If I would like you to take one thing away from the recent research summaries it is this.  The infectious dose of CV-19 is very small, a few hundred particles.  If you are healthy, probably takes more for a serious infection.  If you are old and/or frail or unhealthy, might take less.  If the virus gets to your lungs, apparently one virion, or virus particle, is sufficient to infect a cell and begin replicating.  No reason to think the same think isn’t true of the cells in the upper respiratory airway.  So when you read the mask study summarized below, keep that in mind and now you understand why I say, they may stop transmission in some individual encounters with the virus, they do not stop it at the macro level, across hundreds, thousands of encounters.  And now matter what anyone else says, it is absolutely true, and not just an attempt to be funny, to refer to masks as virus and pathogen collection devices.  That is their whole purpose and that is what they do.  So there you are with a mask in front of your face accreting virus particles.  Yep, that definitely has no risk.  What could possibly go wrong?

This is actually a pretty useful mask study, done in Japan using mannequins, with real CV-19.  (Japan Mask Study)   This study was done by placing two mannequins in a chamber, fitting them with various types of masks and seeing what happens with exposure to CV-19.  Kind of similar to the study in Nature Medicine earlier this year.    Human respiration and coughing was simulated and the spread of resulting droplets and aerosols tracked.  One mannequin head breathed out a mixture including the virus.  The other one simulated breathing it in.  Viral loads dropped in a manner inversely proportional to distance but infectious virus was detected even 1 meter away.  Compared to no mask, at an average viral load a cotton mask reduced virus uptake by 20% to 40%.  An N95 mask had the highest blocking potential at 80% to 90% reduction.  But infectious virus penetration occurred even when an N95 mask was completely fitted to the face with adhesive tape.  When a mask was put on the expelling mannequin, cotton and surgical masks blocked about 50% of virus particles and an N95 mask, a much higher percent.  With a higher viral load, as you would expect, more virus got through, event the N95 mask showed only about 90% effectiveness.  At low viral loads, very little virus was transmitted, but this was also the case in an unmasked situation, in other words wearing a mask offered no additional protection.   The study did not include examining long-term use of a mask with repeated encounters and what may happen in regard to buildup on the mask.  The big picture takeaway to me is that masks are not at a population level going to stop transmission, they simply don’t prevent the possibility of infection over a large number of encounters.  And this study involved affixing a mask properly to a dummy head; in real life masks are regularly worn improperly and simply don’t fit well.

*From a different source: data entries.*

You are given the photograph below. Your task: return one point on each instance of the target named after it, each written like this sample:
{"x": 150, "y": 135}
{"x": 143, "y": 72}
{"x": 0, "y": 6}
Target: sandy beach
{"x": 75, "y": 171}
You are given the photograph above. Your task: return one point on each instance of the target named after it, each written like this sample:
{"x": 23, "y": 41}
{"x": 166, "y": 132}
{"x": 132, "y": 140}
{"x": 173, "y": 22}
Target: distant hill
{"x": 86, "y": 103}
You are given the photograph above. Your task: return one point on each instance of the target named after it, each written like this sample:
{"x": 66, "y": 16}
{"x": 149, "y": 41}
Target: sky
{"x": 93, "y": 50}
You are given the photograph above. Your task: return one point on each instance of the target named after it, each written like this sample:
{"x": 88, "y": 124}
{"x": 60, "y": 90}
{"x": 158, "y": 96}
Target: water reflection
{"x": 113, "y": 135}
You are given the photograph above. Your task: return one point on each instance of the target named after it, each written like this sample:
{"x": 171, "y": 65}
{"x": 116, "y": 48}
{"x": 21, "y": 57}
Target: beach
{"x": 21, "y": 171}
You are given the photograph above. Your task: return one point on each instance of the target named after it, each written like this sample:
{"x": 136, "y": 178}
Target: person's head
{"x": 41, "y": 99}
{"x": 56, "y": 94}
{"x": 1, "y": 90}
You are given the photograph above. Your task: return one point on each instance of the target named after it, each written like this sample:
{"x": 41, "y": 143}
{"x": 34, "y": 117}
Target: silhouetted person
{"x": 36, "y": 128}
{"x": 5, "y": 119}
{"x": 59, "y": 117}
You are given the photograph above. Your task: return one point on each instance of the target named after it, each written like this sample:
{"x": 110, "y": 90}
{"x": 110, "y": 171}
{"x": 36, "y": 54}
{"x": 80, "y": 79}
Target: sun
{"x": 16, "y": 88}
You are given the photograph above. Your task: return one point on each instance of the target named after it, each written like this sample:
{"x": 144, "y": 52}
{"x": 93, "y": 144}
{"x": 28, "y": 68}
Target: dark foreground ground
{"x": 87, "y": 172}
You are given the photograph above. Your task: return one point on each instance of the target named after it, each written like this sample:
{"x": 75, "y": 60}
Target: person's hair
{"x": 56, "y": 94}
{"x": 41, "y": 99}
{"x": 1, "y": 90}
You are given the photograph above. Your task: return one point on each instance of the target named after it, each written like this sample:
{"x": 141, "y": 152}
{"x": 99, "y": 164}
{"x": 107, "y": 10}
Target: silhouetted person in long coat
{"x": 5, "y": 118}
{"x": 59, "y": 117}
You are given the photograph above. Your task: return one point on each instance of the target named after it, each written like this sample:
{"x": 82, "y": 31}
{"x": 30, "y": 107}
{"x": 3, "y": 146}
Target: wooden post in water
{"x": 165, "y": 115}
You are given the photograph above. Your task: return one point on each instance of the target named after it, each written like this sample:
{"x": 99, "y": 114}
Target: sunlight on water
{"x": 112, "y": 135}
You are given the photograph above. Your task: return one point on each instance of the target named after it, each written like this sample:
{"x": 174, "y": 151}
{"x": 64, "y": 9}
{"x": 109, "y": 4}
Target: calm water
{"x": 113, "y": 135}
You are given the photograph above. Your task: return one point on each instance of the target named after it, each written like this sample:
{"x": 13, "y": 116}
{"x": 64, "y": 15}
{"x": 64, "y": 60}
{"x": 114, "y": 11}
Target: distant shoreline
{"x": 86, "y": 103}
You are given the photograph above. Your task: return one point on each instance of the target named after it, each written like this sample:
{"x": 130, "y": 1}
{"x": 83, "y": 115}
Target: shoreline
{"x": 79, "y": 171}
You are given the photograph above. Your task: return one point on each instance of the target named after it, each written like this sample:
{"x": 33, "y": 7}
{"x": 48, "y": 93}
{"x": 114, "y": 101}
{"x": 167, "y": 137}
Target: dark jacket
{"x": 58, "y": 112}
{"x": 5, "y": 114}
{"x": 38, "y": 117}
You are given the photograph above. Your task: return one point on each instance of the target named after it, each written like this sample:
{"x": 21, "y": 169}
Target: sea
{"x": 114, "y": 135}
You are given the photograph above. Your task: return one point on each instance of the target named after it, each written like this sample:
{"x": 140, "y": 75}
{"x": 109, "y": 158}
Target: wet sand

And one more item for now, also on masks.  The Annals of Internal Medicine publishes regular updates from a “living” review on mask research and recommendations.  (AIM Update)  This is exactly the kind of rigorous examination of research that a number of government bodies have conducted.  Everyone concludes that there isn’t evidence that shows masks actually slow community transmission.  This update finds no basis to change the previous recommendation of insufficient evidence for benefit.  Real science.